Separately, a small amount of asbestos was identified and removed from Scott Road by an approved contractor.

It is reassuring that our new (2016) rules will prevent such problems occurring in the future. There is still the legacy of old carpet on many plots, but this is gradually being removed as it is no longer allowed. No new carpet is permitted and if any appears, field stewards ask the members to take it back. Likewise, there are a few old car tyres remaining and these are being taken to authorised disposal/recycling facilities. I want to encourage all members and field stewards to remain vigilant in this respect as there is a lot of fly-tipping in our county generally and some people think they can use an allotment as a dumping ground.

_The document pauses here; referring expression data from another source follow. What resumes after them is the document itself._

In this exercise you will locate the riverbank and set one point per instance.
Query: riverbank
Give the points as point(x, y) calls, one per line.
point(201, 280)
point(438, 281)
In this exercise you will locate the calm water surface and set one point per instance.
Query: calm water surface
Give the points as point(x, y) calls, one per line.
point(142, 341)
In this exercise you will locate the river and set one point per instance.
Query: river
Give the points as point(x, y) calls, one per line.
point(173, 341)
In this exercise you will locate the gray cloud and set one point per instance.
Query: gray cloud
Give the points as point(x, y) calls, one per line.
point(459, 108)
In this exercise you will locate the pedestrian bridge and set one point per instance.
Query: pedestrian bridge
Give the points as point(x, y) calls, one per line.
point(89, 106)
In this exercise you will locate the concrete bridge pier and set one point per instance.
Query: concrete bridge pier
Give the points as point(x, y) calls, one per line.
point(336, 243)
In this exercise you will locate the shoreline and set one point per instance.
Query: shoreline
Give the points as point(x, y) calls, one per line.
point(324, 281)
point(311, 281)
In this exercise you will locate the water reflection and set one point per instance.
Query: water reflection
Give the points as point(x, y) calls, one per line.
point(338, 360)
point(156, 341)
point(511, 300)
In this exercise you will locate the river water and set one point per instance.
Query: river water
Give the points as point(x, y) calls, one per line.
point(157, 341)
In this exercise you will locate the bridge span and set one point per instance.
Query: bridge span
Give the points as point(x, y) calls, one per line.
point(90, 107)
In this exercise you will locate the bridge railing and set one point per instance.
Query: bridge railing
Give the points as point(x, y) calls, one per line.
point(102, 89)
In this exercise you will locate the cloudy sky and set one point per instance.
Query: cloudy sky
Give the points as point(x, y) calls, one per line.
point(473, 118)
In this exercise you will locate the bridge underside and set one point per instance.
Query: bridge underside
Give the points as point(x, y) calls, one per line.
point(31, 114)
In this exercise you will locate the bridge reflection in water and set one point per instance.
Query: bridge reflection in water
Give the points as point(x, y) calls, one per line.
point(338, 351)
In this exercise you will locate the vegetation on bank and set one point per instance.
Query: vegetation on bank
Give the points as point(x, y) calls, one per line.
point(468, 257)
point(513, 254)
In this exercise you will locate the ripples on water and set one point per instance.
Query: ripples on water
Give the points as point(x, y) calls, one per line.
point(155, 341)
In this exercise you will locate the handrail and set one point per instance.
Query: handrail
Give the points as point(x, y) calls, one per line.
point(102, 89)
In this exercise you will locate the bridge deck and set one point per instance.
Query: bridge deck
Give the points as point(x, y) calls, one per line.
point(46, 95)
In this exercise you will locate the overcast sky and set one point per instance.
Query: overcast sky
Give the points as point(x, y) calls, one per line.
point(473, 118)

On a more positive note, we have continued to receive useful mulch, tree shreddings etc from local tree surgeons free of charge. Manure deliveries are still available and we have been informed of new sources that are listed on our website. We were able to obtain a few more thousand-litre IBC tanks for rain water at Scott Road. We sold these to members at cost and are looking for more. This will further reduce our water bills and keep rents low.

Our online monthly newsletter has continued to be successful, with approximately 200 -300 “views” most months. The peak in 2017 was 355 views from 187 separate visitors in January. Not bad for a society with about 350 members in total, some of whom do not have access to the internet. Comments, suggestions and feedback on our newsletter are always welcome. Our website and newsletters are available 24/7 so members of our society and the public can always access information about allotments in Kettering. In addition we were able to get some outreach in person. Our secretary was invited to speak to Year 5 at Millbrook School, the Mormon Church self-reliance day and the Pensioner's Parliament in Kettering. We also were represented at the Green Patch awards event and its Food Festival.

The winners of our Bridgstock Cup in 2017 were Jackie and Brian Nix of Margaret Road, many congratulations. This couple have won the prize before, so have set a really high standard in allotment gardening. The runner-up who came in a very close second place is Pat Mullins. The final decision was so close that the judges had to re-visit both plots to make their final decision. Further congratulations also go to Greta & Philip Liley for the Best Newcomer – a fabulous start to allotment gardening and likewise Highly Commended to Mandy McQueenie also a new allotment member in 2017.

We try to be good neighbours but occasionally received complaints of noise from opening the gates at Scott Road and Margaret Road. Advice was offered to our members to reduce any gate noise and we responded to those at KBC who had passed on the complaints with a calm approach to maintain our cordial relations with the wider community.

A new pest has arrived and is attacking onions,leeks and garlic. Several members noticed their onions leaves were twisted and curled. This is probably the allium leaf miner. This pest first arrived in the UK in 2002. Please remove any infected plants and dispose of in your grey wheelie bin. Any infected onions will not store. Leeks have been damaged but many are still useable.

Finally, a big thank you to all the committee members, field stewards and other Society members who have contributed time, money or labour to help the smooth running and improvement of our fields. I have no idea what Kettering's Allotments were like 100 years ago, but I can say that our fields have really improved over the last 25 years that I have had a plot thanks to you, the Society. Let us look forward to the next 100 years with confidence and optimism.